Patna: Telangana Chief Minister K. Chandrashekar Rao’s alleged efforts to woo the Rashtriya Janata Dal (RJD) in a bid to form a non-Bharatiya Janata Party (BJP), non-Congress front at the national level seem to have elicited an unenthusiastic response from Tejashwi Yadav, ThePrint has learnt.
According to sources in the RJD, the Telangana Rashtra Samithi (TRS) chief flew Yadav aboard a chartered plane from Patna to Hyderabad earlier this week as he sought to get the latter on board for a Third Front. However, Yadav remained non-committal.
Sources said the talks revolved around south Indian states as well Maharashtra and an alliance that could defeat both the BJP and the Congress.
“You are young. Do something for the country,” KCR is believed to have told Yadav. But the RJD leader reminded the Telangana CM that the Congress was the RJD’s oldest ally.
Towards the end of the meet, KCR spoke to Yadav for a few minutes in a separate room. Yadav didn’t reveal the details of this conversation to other RJD leaders, the sources said.
“We flew at 11 am from Patna and returned at 7 pm the same day (Tuesday). The meeting lasted for a couple of hours but we have been asked not to speak about it,” RJD MLC Sunil Singh told ThePrint.
“After the invitation came, Tejashwi spoke to Lalu ji. Lalu ji told him to go as it would improve his stature in national politics. But at the same time he asked Tejashwi not to give any commitment. He did exactly that,” said a senior RJD leader who didn’t wish to be named.
After the meeting, the office of the Telangana CM tweeted that the meeting was a “courtesy call”.
— Telangana CMO (@TelanganaCMO) January 11, 2022
KCR’s ‘alliance efforts’
The meeting came amid continued efforts by KCR to cobble up an anti-BJP, anti-Congress alliance. Last month, he went to Chennai to hold talks with Tamil Nadu Chief Minister M.K. Stalin of the Dravida Munnetra Kazhagam (DMK), also a Congress ally. However, both sides maintained that it was just a courtesy call.
The meeting came just after West Bengal CM Mamata Banerjee dismissed the Congress and UPA as a viable alternative to the BJP.
Earlier this month, top Communist leaders like Sitaram Yechury and D. Raja also met KCR.
Once considered a ‘friendly opposition’ to the Narendra Modi government, KCR is now facing increasing heat from the BJP, which is seeking to improve its footprints in south India, with Telangana being a prime target. On Wednesday, KCR called for the ouster of the BJP from the Centre, criticising the manner in which it handled the farmers issue.

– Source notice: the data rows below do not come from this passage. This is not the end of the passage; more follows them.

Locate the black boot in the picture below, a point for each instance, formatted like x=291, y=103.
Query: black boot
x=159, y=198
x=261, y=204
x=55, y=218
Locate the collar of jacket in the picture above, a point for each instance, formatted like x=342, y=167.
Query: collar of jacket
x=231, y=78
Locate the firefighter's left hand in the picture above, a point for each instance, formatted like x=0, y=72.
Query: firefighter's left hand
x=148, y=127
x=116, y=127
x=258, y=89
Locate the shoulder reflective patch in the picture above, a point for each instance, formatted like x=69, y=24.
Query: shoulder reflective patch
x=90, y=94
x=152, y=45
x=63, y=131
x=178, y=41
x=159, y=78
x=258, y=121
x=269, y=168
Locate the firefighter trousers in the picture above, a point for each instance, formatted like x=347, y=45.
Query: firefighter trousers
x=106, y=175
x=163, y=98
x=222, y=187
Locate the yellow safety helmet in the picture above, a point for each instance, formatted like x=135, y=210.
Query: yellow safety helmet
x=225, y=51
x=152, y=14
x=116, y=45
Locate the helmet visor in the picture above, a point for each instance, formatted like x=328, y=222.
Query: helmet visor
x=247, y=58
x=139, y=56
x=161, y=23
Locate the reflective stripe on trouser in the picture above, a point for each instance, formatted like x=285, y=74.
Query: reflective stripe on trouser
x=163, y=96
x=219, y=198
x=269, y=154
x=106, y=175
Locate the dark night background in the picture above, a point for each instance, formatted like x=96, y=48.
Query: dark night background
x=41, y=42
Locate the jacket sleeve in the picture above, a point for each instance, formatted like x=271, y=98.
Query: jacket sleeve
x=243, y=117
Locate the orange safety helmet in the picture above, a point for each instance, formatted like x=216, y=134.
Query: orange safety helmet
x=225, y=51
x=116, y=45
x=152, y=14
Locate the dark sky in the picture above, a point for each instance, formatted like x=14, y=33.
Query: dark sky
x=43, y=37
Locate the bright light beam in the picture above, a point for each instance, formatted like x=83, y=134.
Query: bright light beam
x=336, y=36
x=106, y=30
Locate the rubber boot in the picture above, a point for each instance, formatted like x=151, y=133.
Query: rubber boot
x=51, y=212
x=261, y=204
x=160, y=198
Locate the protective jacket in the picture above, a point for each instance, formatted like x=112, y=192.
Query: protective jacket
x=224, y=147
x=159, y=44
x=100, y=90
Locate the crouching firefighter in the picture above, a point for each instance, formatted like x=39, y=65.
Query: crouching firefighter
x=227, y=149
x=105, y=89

RJD’s dilemma over Congress
The Congress-RJD alliance owes its origins to the Vajpayee government’s decision to dismiss the Rabri Devi government of Bihar in February 1999, after a massacre of 12 Dalits took place in Jehanabad district.
The Congress refused to back the dismissal call and the move could not make it through the Rajya Sabha.
Since then, the two parties have been contesting elections together. There was a brief distancing during the 2009 Lok Sabha polls when the Congress was upset with RJD supremo Lalu Prasad over the fact that he left only 3 Lok Sabha seats for it to contest in Bihar. The Congress went solo and managed to defeat the RJD in a dozen seats. Lalu later conceded that ignoring the Congress proved costly.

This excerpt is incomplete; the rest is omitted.